Quant aux bailleurs et aux vendeurs, ils doivent informer par écrit l’acquéreur ou le locataire si le terrain se situe en secteur d’information sur les sols. Le non respect de cette obligation est à présent sanctionné.

La loi ALUR impose aussi de nouvelles obligations en cas d’opérations de construction. Effectivement, en cas de modification de l’usage d’un site ayant accueilli une installation classée, le maître d’ouvrage doit définir et mettre en place des mesures de gestion de la pollution des sols. La réalisation effective de ces mesures doit être attestée par un bureau d’études certifié dans le domaine des sites pollués. Cette attestation devra être jointe au dossier de demande d’autorisation.

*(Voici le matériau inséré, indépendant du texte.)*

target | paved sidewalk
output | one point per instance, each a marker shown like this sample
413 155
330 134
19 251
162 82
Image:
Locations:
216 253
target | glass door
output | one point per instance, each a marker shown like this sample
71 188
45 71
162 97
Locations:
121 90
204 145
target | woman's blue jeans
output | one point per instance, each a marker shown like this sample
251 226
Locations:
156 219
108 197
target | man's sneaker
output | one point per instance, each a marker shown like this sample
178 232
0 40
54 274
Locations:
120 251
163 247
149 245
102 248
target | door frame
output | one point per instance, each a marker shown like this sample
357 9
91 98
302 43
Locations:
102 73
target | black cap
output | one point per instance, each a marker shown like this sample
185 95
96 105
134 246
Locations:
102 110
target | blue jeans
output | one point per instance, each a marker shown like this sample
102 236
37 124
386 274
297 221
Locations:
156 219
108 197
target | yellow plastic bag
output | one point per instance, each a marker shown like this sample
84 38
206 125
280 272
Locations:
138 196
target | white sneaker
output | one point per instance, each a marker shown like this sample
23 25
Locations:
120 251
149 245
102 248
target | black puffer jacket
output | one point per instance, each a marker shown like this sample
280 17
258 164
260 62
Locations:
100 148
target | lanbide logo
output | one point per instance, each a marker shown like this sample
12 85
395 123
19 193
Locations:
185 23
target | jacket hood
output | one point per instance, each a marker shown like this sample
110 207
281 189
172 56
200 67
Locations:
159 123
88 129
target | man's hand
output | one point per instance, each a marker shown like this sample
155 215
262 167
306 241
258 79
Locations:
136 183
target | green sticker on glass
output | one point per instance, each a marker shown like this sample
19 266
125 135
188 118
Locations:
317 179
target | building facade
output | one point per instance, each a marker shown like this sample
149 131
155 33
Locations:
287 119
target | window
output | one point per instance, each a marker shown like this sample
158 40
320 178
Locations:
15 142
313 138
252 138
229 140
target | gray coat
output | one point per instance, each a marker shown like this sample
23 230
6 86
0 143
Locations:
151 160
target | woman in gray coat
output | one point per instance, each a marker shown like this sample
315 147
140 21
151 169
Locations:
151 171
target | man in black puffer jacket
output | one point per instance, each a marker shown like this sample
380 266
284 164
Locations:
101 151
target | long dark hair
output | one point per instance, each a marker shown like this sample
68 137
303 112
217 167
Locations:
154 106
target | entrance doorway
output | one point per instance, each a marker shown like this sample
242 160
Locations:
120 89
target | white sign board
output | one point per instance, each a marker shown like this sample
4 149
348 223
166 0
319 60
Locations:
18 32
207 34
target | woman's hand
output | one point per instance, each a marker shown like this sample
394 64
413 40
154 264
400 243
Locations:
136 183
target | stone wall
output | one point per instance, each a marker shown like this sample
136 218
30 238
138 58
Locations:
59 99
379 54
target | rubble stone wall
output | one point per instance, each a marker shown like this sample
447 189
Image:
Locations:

La loi ALUR permet aussi qu’un tiers se substitue au dernier exploitant pour la remise en état du site. Mais en cas de défaillance de ce tiers, le dernier exploitant demeure le seul responsable de la remise en état du site.

Pour la première fois, grâce à cette loi, la notion de responsable de la pollution est définie et un ordre de priorité des responsables est établi. De plus, le préfet peut désormais après mise en demeure infructueuse de l’auteur de la pollution, l’obliger à exécuter des travaux de dépollution.